Наконец, со ртом, полным фарфоровыми кнопками и винтиками, с коленями и локтями, замазанными мелом, он спускается вниз, чтобы переставить лестницу. Но не успел он спуститься, как Ястребцов трогает меня за руку и восклицает:
— Нет, это несравненно! Посмотрите же на него.
Я поднимаю глаза. Хансен стоит на последней ступени, выплюнув кнопки в ладонь. Рыжеватое осеннее солнце заливает его лицо. Худые щеки золотятся от пуха, из щелей, под прямым лбом, блестит спокойный голубой взгляд. Вся его благородная голова с острыми линиями на коричневом фоне лестницы — точно старинная фреска. Он замечает, как мы глядим на него, краснеет и хмурится. Закинув голову, он начинает переставлять лестницу.
— Честное слово, Хансен, вы делаете ошибку, — небрежно проговорил Ястребцов, переводя глаза с него на меня. — Помилуйте, я предложил ему участвовать у нас в живых картинах, а он отказывается. Причина? Нет причины. Жена, видите ли, больна. Как будто к тому времени она не сможет выздороветь.
— Вы хотите ставить живые картины?
— Да, после спектакля. У меня прелестный костюм, — я выписал из дому, — точно созданный для этого юноши. Хансен, не упрямьтесь, примерьте-ка.
— Примерить можно, — усмехнулся Хансен, поглядев на нас исподлобья; тонкие губы его раздвинулись с лукавой снисходительностью. Но он тут же раскаялся и насупился, а когда горничная принесла желтую коробку, весь покраснел. Я хотел было отговорить Ястребцова от этой затеи; я видел, что Хансену неловко и неприятно. Но Ястребцов быстро опустился перед коробкой, снял ремни, сбросил крышку и, прежде чем я успел открыть рот, вытащил двумя пальцами что-то темное, шуршащее и тяжелое.

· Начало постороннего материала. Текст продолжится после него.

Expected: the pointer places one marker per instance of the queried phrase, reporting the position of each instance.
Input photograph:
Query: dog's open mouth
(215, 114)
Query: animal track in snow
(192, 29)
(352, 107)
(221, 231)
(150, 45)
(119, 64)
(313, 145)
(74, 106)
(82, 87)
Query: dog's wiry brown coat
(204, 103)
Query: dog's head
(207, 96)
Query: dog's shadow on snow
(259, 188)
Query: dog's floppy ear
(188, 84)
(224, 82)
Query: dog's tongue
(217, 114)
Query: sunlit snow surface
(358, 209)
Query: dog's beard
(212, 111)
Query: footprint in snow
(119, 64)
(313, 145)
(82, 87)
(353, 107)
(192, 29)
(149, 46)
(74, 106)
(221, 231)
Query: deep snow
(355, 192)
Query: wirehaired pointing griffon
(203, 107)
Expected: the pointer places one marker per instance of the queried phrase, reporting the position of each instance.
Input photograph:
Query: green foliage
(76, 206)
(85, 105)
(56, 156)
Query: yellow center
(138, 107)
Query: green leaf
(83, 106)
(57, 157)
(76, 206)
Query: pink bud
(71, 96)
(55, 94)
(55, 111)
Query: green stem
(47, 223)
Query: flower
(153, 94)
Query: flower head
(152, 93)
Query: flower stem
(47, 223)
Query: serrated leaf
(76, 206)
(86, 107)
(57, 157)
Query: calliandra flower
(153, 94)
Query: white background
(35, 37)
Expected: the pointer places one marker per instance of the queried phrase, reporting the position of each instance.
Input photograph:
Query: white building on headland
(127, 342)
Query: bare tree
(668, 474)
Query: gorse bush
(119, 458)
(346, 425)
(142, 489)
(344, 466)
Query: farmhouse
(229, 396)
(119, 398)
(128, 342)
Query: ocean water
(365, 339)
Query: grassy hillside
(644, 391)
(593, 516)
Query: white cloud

Это был мужской костюм, сшитый во вкусе ван-диковских. Тяжелый, мягко гнущийся шелк, пышные рукава с буфами возле плеч и легкий белый воротничок вокруг шеи из тончайших кружев. Костюм был дорогой, и кружево старинное. От него пахло крепкими духами. Обшлага были немного потерты, и весь костюм казался уже много раз ношенным.
— Когда-то в дни моей юности… — начал Ястребцов вполголоса и не кончил. Он вдруг разнервничался и засуетился. Велел тащить коробку обратно, к себе в комнату, поманил Хансена вслед, ушел было, потом снова вернулся, зашептал мне на ухо: «Никому ни слова! Это сюрпризом!», и опять ушел, почти выбежал с прыгающей челюстью. Все суетилось в ту минуту на его лице. Умный и печальный взгляд заспешил мимо моих глаз куда-то в сторону, улыбка показалась мне лживой и заискивающей.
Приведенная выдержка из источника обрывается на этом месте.